Do we rejoice in the endurance of the friendship, knowing that affection still burns in the boys’ hearts despite the pressures of history? Do we understand that both boys have lost something in the process of growing up, and yet retain something from their childhoods as well? Surely, the answer to both those questions is yes.

But their fates are ultimately unequal. For Ed there is this final moment of redemption, in which he learns that Paddy has been his true friend, and one who deserves his support, however he is able to give it. But in the end, Paddy’s lot is exile and homelessness, by far the harsher outcome. 

To give Castairs his due, I think we are meant to come to this realization in the end. No matter how touching our final view of Ed is, Paddy’s extended leave-taking is ultimately more heart-rending: his mother’s silent farewell, his reluctant leave-taking from his baby brother, his departure without seeing his father one last time. On that last count, Carstairs’s habitual indirection and oblique narration do not disguise the fact that it is Ed’s father who keeps Paddy’s father out in the fields as the boy leaves home, just as it is the farmer’s inability to afford the wages he ought to pay that breaks the families apart.
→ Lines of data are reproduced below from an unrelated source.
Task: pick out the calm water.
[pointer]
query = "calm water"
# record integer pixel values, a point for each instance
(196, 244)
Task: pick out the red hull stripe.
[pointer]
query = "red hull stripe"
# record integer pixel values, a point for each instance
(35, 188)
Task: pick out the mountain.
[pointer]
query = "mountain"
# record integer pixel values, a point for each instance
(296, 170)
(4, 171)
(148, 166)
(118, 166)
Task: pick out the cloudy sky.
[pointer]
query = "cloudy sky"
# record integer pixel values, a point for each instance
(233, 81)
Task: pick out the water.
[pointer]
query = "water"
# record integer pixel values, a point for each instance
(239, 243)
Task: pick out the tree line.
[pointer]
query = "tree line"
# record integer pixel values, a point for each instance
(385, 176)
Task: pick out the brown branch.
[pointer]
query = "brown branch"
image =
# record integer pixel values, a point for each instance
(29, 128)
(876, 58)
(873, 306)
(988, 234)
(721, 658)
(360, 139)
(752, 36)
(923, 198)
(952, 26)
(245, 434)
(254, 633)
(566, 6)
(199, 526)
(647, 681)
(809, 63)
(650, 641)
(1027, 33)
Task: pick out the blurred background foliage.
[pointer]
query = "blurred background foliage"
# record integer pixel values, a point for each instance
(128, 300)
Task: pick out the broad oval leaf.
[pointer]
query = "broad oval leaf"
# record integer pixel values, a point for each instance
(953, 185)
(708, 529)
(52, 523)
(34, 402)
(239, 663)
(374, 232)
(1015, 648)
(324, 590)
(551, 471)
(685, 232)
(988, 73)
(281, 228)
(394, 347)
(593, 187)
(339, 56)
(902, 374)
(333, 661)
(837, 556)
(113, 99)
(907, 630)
Ed’s parents deal with the problem of legislated wages and their inability to change the economics of work on the farm with a stoic refrain: “That’s just the way it is.” And so it was, and to some extent, so it remains today. September may try to disguise the fact for the modern moviegoer, but in the end the film recognizes that black people, finally and repeatedly, bear the heavier burden of change, even that which ostensibly benefits them.